The team used a chainsaw to cut into the thick ice and create a makeshift swimming pool.

The outside air temperature might have been -22C but spirits were warm in anticipation of the days now getting longer.

Casey Station leader and veteran naval officer Rebecca Jeffcoat said midwinter day was the most anticipated occasion on the Antarctic calendar.

It has been celebrated from the time of the early explorers, such as Sir Douglas Mawson, through to modern-day expeditioners.

“Swimming in Antarctica’s below-freezing waters is something of a mad tradition, but our hardy expeditioners look forward to it, with 21 of the 26 people on station brave enough to take an icy dip this year,” Commander Jeffcoat said.

“Midwinter day is really important in Antarctica because it marks the halfway point of our year here on the ice and it means the sun will spend slightly longer in the sky each day.”

Midwinter celebrations at Australia’s three Antarctic research stations and subantarctic Macquarie Island include a feast, exchange of handmade gifts, a midwinter play and messages from home.

The team at Casey Station used a chainsaw to cut into the ice.

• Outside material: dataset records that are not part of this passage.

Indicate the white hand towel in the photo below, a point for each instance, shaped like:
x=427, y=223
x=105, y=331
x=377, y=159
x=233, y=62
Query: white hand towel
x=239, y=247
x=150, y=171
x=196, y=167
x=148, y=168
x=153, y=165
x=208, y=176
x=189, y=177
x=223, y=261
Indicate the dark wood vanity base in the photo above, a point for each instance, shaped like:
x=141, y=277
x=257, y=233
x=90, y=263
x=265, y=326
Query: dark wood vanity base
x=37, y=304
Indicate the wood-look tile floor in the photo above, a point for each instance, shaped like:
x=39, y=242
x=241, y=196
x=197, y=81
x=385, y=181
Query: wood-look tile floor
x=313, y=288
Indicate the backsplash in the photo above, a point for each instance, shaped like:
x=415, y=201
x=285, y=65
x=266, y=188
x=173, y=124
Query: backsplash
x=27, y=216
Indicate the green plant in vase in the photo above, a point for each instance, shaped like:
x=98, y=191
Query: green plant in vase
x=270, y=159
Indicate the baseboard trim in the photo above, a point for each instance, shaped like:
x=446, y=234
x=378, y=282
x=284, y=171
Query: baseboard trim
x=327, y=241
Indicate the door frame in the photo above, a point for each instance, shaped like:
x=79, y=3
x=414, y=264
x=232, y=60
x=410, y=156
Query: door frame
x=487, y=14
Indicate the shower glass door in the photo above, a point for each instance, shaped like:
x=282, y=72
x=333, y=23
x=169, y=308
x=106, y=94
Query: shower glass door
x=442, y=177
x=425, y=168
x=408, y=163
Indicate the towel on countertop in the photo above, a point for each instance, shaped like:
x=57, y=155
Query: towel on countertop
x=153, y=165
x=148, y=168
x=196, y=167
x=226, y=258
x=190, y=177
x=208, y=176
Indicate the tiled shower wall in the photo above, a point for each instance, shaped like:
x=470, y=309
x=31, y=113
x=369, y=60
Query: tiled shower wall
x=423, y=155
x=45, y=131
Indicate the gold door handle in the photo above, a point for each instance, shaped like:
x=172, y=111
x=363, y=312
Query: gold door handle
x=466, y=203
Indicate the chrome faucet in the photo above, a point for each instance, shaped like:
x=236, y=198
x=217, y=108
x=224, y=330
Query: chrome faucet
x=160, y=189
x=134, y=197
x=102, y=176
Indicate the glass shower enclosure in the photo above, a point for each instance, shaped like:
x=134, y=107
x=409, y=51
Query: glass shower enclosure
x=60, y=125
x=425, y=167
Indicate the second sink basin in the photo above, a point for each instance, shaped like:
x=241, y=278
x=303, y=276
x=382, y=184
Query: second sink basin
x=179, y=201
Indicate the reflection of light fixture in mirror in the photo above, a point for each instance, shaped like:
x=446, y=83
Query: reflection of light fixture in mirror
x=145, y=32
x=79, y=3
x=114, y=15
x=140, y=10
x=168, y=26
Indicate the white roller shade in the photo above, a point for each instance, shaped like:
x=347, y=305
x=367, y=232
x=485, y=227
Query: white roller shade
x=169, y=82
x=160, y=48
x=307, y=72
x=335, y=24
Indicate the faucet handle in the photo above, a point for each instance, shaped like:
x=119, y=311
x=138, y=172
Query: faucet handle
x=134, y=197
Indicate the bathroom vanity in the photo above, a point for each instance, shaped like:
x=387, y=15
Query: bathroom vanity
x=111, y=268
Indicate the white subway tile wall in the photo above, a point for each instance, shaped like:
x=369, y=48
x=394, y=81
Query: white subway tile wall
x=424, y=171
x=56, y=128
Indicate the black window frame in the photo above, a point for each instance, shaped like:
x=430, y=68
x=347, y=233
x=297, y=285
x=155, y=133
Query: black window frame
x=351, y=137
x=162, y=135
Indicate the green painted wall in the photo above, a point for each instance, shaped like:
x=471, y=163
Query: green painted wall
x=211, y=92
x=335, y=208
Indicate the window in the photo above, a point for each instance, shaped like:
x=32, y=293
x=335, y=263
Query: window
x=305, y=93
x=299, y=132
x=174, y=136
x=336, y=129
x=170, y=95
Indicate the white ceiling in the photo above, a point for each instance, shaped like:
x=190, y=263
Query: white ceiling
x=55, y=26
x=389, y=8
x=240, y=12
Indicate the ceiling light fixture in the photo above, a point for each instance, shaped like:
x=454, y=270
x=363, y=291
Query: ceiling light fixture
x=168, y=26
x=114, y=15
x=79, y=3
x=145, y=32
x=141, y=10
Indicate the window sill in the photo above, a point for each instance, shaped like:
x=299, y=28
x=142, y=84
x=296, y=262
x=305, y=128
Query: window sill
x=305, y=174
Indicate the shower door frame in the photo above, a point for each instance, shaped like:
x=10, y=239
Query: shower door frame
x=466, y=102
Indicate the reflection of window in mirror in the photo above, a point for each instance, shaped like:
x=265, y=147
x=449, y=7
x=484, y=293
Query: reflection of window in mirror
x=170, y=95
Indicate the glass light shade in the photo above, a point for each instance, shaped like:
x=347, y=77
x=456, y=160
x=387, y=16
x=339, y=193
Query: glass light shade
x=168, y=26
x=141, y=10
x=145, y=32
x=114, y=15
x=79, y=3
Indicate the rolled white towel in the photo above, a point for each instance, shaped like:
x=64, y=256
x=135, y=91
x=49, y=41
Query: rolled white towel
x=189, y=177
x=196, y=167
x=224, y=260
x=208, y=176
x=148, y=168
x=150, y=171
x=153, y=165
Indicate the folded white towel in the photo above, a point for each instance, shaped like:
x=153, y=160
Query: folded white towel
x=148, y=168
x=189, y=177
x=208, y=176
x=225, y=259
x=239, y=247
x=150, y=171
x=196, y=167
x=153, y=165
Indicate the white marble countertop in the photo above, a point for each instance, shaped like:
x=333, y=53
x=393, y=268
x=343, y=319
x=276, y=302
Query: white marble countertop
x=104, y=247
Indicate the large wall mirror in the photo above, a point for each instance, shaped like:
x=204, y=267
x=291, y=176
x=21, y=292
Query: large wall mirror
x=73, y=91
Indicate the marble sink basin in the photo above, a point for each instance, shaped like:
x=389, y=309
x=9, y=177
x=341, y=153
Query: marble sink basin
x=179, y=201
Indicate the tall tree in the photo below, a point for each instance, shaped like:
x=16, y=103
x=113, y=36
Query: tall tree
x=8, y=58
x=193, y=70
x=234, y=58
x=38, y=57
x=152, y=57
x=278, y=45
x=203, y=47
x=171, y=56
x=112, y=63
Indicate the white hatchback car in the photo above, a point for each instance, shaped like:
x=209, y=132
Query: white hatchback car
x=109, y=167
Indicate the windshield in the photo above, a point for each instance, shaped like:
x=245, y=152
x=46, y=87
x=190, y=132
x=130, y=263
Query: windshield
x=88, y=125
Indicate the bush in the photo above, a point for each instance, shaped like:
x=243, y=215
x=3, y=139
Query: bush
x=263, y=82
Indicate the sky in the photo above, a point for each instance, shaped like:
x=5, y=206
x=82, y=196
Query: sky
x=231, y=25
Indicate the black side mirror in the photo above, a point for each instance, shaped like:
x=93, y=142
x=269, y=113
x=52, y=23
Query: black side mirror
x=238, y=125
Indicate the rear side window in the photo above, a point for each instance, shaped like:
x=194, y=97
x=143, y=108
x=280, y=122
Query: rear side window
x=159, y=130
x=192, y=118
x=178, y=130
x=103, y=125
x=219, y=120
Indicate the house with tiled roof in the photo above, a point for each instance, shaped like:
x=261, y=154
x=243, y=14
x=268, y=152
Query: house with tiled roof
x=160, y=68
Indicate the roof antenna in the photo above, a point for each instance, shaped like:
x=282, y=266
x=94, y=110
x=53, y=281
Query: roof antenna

Photo: AAD

There are 75 expeditioners living and working in Antarctica as part of the Australian Antarctic Program.

Commander Jeffcoat, who is experiencing her first Antarctic winter, said the continent was extraordinary.

“The environment is spectacular and harsh, and we experience the most incredible range of conditions, from below-freezing blizzards to auroras, or the midwinter twilight as the sun skims the horizon,” she said.

“It is challenging being so far from family and friends but we have built a really close-knit community of friends on station that we’ll likely have for the rest of our lives as we’ve shared this great experience together.

“We’re all really proud to be counted as one of the small number or people who have been lucky enough to winter in Antarctica, keeping the station running through the long cold months so we can then support the science of the Australian Antarctic Program.”